Éminent journaliste du monde arabe Abdel Bari Atwan estime que les slogans des peuples de la région dont le peuple jordanien contre les dirigeants arabes, entre autres MBS, marquent le début de la rupture et de l’isolement de l’axe baptisé « l’axe modéré arabe » qui est en faveur d’un compromis avec Israël.

Dans son dernier article daté du dimanche 10 décembre, Atwan s’est penché sur la manifestation des milliers de Jordaniens contre la décision du président américain Donald Trump de reconnaître Qods comme capitale d’Israël, la solidarité envers le peuple palestinien et la réaction des manifestants aux dirigeants de l’axe de compromis avec Israël.

Abdel Bari Atwan, éminent journaliste du monde arabe. ©Tasnim News 

Le président américain Donald Trump n’est pas la seule personne qui a fait une erreur de calcul et sous-estimé la réaction du monde arabo-musulman envers sa décision catastrophique de proclamer Qods capitale d’Israël.

Il est clair que ses plus proches alliés dans la région comme l'Arabie saoudite, l'Égypte et les Émirats arabes unis ont commis la plus grande erreur quand ils n'ont pas pris une position forte en tant que moyen de dissuasion, n’ont pas mis en garde Donald Trump contre les conséquences de sa décision, et n’ont pas défendu les principes immuables de l’Oumma islamique ainsi que la colère actuelle des nations musulmans. Voilà pourquoi, les Israéliens se sont félicités dans leurs médias de la position pro-israélienne des plus proches alliés de Washington.

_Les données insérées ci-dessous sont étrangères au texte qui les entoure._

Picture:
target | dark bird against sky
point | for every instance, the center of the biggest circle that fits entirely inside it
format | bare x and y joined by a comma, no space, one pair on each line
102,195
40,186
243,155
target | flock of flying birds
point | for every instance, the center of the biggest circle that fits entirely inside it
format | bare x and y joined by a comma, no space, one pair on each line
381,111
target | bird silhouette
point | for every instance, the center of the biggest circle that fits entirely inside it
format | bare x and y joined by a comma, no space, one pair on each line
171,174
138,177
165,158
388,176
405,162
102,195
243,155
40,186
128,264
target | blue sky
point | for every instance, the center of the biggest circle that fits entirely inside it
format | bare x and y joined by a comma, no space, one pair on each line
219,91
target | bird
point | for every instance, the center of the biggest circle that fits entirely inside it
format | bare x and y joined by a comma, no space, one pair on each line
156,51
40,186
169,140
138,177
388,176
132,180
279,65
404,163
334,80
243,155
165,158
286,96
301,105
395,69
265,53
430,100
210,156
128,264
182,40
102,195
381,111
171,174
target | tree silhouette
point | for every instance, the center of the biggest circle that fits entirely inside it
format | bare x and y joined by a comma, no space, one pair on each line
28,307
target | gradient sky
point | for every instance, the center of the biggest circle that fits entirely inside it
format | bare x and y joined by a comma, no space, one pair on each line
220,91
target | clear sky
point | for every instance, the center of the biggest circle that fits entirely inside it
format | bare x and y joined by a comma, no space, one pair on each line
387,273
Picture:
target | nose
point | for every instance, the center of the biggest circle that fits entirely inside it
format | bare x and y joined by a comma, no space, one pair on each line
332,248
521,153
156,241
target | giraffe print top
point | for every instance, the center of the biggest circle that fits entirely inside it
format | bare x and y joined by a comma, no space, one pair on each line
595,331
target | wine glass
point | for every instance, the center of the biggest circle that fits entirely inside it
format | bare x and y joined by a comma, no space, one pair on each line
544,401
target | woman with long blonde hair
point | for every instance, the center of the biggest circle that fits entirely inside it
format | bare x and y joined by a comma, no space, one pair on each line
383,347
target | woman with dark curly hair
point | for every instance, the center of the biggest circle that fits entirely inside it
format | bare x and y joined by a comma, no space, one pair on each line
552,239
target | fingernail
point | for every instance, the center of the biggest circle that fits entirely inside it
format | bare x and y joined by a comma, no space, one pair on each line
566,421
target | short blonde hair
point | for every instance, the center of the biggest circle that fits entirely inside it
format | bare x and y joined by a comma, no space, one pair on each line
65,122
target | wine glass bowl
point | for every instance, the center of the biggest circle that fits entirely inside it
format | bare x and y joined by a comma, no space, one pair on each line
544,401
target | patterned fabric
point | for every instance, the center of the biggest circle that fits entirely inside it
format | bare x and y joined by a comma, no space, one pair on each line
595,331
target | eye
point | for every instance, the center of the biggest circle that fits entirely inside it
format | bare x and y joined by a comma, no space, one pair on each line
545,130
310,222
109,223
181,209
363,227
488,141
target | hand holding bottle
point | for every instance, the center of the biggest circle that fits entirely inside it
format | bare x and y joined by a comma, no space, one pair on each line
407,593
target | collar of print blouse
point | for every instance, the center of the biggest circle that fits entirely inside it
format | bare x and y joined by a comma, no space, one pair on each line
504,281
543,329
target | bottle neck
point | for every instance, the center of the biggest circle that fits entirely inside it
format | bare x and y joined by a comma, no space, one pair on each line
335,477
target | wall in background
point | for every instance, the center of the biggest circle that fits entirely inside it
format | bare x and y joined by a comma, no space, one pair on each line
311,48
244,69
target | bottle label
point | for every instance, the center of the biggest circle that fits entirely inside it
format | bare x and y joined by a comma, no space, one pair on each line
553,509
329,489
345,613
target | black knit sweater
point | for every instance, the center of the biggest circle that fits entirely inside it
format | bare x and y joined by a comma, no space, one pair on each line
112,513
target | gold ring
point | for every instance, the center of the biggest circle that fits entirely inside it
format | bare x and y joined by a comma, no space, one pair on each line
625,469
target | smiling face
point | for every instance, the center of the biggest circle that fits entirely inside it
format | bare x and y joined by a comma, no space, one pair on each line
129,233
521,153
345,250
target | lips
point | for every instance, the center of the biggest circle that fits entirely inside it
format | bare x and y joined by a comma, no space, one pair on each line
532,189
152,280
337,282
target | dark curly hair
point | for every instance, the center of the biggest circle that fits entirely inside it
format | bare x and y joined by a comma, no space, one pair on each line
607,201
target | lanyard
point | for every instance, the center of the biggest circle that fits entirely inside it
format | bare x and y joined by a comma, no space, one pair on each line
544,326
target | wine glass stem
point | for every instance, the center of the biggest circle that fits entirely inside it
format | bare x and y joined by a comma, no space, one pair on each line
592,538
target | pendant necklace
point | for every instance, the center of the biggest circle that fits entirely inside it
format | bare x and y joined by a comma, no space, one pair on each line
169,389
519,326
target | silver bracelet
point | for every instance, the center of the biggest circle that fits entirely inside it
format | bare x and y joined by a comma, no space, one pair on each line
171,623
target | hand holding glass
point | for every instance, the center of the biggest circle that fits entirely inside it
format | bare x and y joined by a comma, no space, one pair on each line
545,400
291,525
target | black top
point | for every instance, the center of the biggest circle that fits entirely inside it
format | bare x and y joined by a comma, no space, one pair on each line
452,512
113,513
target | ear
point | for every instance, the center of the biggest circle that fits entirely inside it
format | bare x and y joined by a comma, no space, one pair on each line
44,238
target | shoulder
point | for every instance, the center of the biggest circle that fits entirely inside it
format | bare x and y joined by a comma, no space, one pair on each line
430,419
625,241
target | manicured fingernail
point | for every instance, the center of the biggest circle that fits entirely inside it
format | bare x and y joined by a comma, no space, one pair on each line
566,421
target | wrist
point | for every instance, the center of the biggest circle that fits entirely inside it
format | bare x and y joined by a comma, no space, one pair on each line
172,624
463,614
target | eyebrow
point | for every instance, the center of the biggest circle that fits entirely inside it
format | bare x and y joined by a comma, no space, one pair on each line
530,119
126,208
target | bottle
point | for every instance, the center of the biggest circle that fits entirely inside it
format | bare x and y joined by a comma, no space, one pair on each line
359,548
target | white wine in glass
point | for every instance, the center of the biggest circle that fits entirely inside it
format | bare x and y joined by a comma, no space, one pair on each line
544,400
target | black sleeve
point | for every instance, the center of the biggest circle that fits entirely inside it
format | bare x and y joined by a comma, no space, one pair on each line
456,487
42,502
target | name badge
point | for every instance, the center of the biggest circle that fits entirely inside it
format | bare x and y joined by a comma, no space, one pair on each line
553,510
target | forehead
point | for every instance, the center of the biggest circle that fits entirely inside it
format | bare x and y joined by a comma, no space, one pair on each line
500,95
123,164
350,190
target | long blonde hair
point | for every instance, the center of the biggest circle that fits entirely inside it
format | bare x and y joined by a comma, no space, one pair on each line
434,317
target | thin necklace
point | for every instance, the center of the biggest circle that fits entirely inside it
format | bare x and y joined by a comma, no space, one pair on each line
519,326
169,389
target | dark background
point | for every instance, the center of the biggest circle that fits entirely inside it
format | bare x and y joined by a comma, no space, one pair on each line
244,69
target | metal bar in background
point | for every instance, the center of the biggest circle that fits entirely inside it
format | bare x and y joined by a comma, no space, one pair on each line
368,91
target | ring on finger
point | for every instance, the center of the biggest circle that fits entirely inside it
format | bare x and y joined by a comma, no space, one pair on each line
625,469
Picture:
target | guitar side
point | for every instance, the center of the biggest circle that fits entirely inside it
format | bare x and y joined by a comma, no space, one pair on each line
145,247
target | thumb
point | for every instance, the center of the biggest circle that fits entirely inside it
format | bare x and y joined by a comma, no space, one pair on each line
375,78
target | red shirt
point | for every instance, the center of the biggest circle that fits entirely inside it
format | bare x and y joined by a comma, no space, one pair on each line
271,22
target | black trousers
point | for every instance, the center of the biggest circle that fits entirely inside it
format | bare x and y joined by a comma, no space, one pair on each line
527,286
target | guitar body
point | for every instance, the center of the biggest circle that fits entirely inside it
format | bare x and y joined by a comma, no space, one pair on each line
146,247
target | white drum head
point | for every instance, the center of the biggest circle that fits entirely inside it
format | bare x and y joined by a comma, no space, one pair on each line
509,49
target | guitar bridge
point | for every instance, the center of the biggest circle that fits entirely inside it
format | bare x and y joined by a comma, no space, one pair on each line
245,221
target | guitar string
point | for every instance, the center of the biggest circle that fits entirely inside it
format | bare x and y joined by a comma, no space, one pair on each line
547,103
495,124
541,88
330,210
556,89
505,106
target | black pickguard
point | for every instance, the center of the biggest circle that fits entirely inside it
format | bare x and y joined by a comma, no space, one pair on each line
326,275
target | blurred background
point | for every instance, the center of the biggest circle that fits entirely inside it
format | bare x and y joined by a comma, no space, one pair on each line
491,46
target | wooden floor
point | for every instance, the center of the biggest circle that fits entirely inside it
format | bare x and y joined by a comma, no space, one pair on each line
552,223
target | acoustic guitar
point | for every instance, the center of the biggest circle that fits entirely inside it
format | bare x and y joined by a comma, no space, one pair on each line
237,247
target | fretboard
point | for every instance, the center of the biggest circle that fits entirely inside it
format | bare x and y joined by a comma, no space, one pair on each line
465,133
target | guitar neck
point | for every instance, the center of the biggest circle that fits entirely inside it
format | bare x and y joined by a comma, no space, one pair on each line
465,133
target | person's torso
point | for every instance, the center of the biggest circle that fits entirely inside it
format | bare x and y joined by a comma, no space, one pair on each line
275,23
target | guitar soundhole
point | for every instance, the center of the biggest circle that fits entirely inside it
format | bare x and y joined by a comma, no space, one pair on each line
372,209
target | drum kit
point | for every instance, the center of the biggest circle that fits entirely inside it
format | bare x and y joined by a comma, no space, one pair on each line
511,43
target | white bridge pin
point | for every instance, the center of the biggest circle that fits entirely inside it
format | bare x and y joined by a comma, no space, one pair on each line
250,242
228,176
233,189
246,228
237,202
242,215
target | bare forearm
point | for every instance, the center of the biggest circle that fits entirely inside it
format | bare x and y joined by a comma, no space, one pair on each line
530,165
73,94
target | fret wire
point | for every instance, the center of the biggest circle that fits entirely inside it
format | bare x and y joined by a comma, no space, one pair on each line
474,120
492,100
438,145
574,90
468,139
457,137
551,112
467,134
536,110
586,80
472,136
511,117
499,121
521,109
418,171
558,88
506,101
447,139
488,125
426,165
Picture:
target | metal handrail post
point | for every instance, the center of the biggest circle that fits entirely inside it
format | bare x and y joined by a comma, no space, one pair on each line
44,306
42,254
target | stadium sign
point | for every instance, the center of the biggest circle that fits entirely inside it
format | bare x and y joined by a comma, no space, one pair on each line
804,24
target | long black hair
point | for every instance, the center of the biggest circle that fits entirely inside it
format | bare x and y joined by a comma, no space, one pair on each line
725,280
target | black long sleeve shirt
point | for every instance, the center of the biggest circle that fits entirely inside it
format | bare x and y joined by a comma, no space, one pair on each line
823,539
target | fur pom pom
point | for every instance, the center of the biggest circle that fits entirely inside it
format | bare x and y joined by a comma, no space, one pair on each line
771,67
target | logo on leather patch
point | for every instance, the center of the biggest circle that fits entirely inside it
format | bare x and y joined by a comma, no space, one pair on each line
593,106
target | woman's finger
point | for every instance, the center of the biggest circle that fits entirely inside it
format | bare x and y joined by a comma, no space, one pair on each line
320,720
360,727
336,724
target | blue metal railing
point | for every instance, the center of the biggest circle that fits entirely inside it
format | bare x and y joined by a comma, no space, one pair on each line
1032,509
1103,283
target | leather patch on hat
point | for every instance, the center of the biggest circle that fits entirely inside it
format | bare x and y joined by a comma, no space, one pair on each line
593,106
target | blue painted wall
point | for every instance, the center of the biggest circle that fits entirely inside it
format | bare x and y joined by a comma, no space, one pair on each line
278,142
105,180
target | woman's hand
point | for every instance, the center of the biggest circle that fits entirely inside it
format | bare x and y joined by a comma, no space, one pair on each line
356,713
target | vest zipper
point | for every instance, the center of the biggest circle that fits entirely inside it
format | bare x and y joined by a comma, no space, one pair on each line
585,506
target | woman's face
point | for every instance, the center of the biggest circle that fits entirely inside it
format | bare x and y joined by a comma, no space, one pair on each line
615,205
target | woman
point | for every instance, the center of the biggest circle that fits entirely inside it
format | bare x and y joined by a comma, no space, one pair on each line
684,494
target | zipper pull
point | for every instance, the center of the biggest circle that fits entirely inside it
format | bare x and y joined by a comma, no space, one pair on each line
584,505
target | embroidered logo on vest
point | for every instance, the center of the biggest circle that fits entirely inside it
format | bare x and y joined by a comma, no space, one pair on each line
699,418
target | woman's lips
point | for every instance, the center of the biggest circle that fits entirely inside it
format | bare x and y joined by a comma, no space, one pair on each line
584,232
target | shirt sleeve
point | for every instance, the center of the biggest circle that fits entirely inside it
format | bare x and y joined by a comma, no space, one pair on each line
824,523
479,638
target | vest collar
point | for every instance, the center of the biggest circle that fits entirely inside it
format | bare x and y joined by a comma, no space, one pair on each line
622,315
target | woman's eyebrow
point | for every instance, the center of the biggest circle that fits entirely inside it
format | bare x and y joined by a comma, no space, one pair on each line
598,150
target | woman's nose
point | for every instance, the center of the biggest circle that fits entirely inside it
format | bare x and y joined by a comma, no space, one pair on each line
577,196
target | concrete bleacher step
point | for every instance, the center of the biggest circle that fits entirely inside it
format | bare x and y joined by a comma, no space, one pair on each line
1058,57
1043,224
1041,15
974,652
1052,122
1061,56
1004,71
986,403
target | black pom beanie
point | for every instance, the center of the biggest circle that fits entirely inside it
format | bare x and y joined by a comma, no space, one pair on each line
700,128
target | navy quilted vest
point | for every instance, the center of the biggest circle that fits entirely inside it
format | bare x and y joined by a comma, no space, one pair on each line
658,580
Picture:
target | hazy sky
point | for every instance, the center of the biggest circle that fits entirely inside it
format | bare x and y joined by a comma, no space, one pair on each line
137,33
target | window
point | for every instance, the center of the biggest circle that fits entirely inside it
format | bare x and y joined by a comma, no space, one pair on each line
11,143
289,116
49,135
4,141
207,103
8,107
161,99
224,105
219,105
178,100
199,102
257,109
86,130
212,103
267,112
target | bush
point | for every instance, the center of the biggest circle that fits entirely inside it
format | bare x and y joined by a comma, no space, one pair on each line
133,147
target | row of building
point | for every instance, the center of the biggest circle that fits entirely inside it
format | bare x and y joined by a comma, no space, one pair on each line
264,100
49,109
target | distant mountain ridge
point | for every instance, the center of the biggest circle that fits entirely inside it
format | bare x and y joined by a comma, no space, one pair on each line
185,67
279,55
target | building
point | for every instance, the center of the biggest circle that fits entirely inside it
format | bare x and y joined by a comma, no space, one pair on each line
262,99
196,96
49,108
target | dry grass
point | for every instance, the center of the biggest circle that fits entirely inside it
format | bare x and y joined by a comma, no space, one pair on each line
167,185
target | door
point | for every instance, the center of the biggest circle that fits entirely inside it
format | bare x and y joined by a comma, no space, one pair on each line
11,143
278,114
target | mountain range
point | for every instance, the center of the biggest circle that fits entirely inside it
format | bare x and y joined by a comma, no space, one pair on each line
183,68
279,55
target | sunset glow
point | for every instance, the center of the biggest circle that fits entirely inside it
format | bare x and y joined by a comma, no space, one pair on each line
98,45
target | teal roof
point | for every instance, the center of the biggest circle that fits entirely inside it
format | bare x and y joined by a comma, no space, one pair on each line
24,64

Lorsque des milliers de manifestants en colère à travers la Jordanie ont scandé, pour la première fois dans l’histoire du pays, des slogans en condamnation du prince héritier d’Arabie saoudite Mohammed ben Salmane, tout en l’accusant d’être mercenaire des États-Unis et que le président égyptien Abdel Fattah al-Sissi essuie des slogans similaires dans certains pays arabes et ses forces de sécurité arrêtent un nombre de manifestants rassemblés devant le Syndicat des journalistes, cela marque le début de la division et de l'isolement de « l’axe modéré arabe » au sein du monde arabo-musulman.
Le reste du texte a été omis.